Sent after all audio has been processed (i.e., after the client sent the end-of-audio signal and the server finished processing the remaining audio).

```json
{
  "type": "ready_to_stop"
}
```

---

## Client to Server Messages

### Audio Frames

Send binary WebSocket frames containing audio data.

**When `useAudioWorklet` is `true` (server started with `--pcm-input`):**
- PCM signed 16-bit little-endian, 16 kHz, mono (`s16le`).
- Any chunk size works. A typical chunk is 0.5 seconds (16,000 bytes).

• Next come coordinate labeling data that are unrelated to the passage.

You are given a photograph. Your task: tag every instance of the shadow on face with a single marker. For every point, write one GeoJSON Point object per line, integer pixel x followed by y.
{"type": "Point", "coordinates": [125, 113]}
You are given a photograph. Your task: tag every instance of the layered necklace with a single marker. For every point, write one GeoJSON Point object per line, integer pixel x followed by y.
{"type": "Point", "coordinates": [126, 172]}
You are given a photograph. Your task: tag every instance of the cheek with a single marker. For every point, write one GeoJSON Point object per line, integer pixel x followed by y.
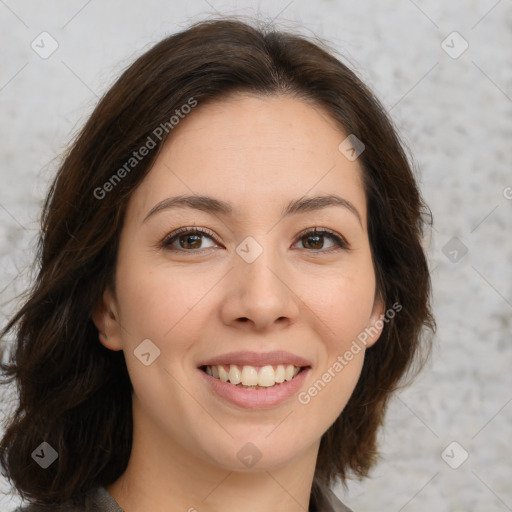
{"type": "Point", "coordinates": [344, 303]}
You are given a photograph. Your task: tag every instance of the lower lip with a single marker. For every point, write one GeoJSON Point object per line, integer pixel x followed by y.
{"type": "Point", "coordinates": [261, 398]}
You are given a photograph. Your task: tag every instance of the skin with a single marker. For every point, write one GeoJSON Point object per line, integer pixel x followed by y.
{"type": "Point", "coordinates": [311, 300]}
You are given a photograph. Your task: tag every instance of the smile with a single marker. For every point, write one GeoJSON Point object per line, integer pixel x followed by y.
{"type": "Point", "coordinates": [253, 377]}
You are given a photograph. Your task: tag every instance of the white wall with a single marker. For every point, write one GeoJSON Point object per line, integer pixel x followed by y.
{"type": "Point", "coordinates": [454, 114]}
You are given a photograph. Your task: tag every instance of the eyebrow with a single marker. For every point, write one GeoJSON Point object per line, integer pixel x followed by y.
{"type": "Point", "coordinates": [211, 205]}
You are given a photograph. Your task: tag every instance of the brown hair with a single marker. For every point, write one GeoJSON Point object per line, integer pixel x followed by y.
{"type": "Point", "coordinates": [74, 393]}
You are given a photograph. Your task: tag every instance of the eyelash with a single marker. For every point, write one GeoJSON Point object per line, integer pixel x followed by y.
{"type": "Point", "coordinates": [169, 239]}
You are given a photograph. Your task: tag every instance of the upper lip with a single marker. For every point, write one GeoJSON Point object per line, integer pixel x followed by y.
{"type": "Point", "coordinates": [247, 358]}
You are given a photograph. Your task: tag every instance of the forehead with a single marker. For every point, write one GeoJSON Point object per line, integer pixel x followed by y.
{"type": "Point", "coordinates": [255, 152]}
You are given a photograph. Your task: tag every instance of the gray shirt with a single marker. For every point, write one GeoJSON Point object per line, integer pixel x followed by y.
{"type": "Point", "coordinates": [100, 500]}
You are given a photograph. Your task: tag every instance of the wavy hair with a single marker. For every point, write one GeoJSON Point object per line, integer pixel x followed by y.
{"type": "Point", "coordinates": [74, 393]}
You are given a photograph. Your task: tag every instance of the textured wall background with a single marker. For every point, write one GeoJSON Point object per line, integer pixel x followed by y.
{"type": "Point", "coordinates": [454, 111]}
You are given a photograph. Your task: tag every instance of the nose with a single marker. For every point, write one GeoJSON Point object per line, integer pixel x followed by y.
{"type": "Point", "coordinates": [260, 294]}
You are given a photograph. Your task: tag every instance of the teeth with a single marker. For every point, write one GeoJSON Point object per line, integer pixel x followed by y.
{"type": "Point", "coordinates": [235, 377]}
{"type": "Point", "coordinates": [249, 376]}
{"type": "Point", "coordinates": [267, 376]}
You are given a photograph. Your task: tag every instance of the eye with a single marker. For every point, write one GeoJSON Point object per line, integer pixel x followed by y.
{"type": "Point", "coordinates": [188, 239]}
{"type": "Point", "coordinates": [314, 240]}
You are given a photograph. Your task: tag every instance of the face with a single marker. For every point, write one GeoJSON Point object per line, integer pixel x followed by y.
{"type": "Point", "coordinates": [242, 279]}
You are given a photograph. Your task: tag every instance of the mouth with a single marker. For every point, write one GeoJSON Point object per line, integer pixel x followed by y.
{"type": "Point", "coordinates": [254, 377]}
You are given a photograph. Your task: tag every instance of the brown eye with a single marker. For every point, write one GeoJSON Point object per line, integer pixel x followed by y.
{"type": "Point", "coordinates": [315, 240]}
{"type": "Point", "coordinates": [187, 239]}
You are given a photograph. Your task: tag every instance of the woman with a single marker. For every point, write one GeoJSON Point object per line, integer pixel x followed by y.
{"type": "Point", "coordinates": [232, 285]}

**When `useAudioWorklet` is `false`:**
- Raw encoded audio bytes (any format FFmpeg can decode: WAV, MP3, FLAC, OGG, etc.).
- The server pipes these bytes through FFmpeg for decoding.

### End-of-Audio Signal

Send an empty binary frame (`b""`) to tell the server that no more audio will follow. The server will finish processing any remaining audio and then send a `ready_to_stop` message.

---

## Diff Protocol: Client Reconstruction

Clients using `mode=diff` must maintain a local list of lines and apply diffs incrementally.

### Algorithm

```python
def reconstruct_state(msg, lines):
    """Apply a snapshot or diff message to a local lines list.

    Args:
        msg: The parsed JSON message from the server.
        lines: The client's mutable list of line objects.

    Returns:
        A full-state dict with all fields.
    """
    if msg["type"] == "snapshot":
        lines.clear()
        lines.extend(msg.get("lines", []))
        return msg

    # Apply diff
    n_pruned = msg.get("lines_pruned", 0)
    if n_pruned > 0:
        del lines[:n_pruned]

    new_lines = msg.get("new_lines", [])
    lines.extend(new_lines)

    # Volatile fields are replaced wholesale
    return {
        "status": msg.get("status", ""),
        "lines": lines[:],
        "buffer_transcription": msg.get("buffer_transcription", ""),
        "buffer_diarization": msg.get("buffer_diarization", ""),
        "buffer_translation": msg.get("buffer_translation", ""),
        "remaining_time_transcription": msg.get("remaining_time_transcription", 0),
        "remaining_time_diarization": msg.get("remaining_time_diarization", 0),
    }
```

### Verification

After applying a diff, check that `len(lines) == msg["n_lines"]`. A mismatch indicates the client fell out of sync and should reconnect.

---

## Silence Representation

Silence segments are represented as lines with `speaker` set to `-2` and `text` set to `null`:

```json
{
  "speaker": -2,
  "text": null,
  "start": "0:00:10",
  "end": "0:00:12"
}
```

Silence segments are only generated for pauses longer than 5 seconds.

---

## Per-Session Language

The `language` query parameter creates an isolated language context for the session using `SessionASRProxy`. The proxy temporarily overrides the shared ASR backend's language during transcription calls, protected by a lock. This means:

- Each WebSocket session can transcribe in a different language.
- Sessions are thread-safe and do not interfere with each other.
- Pass `"auto"` to use automatic language detection for the session regardless of the server-wide setting.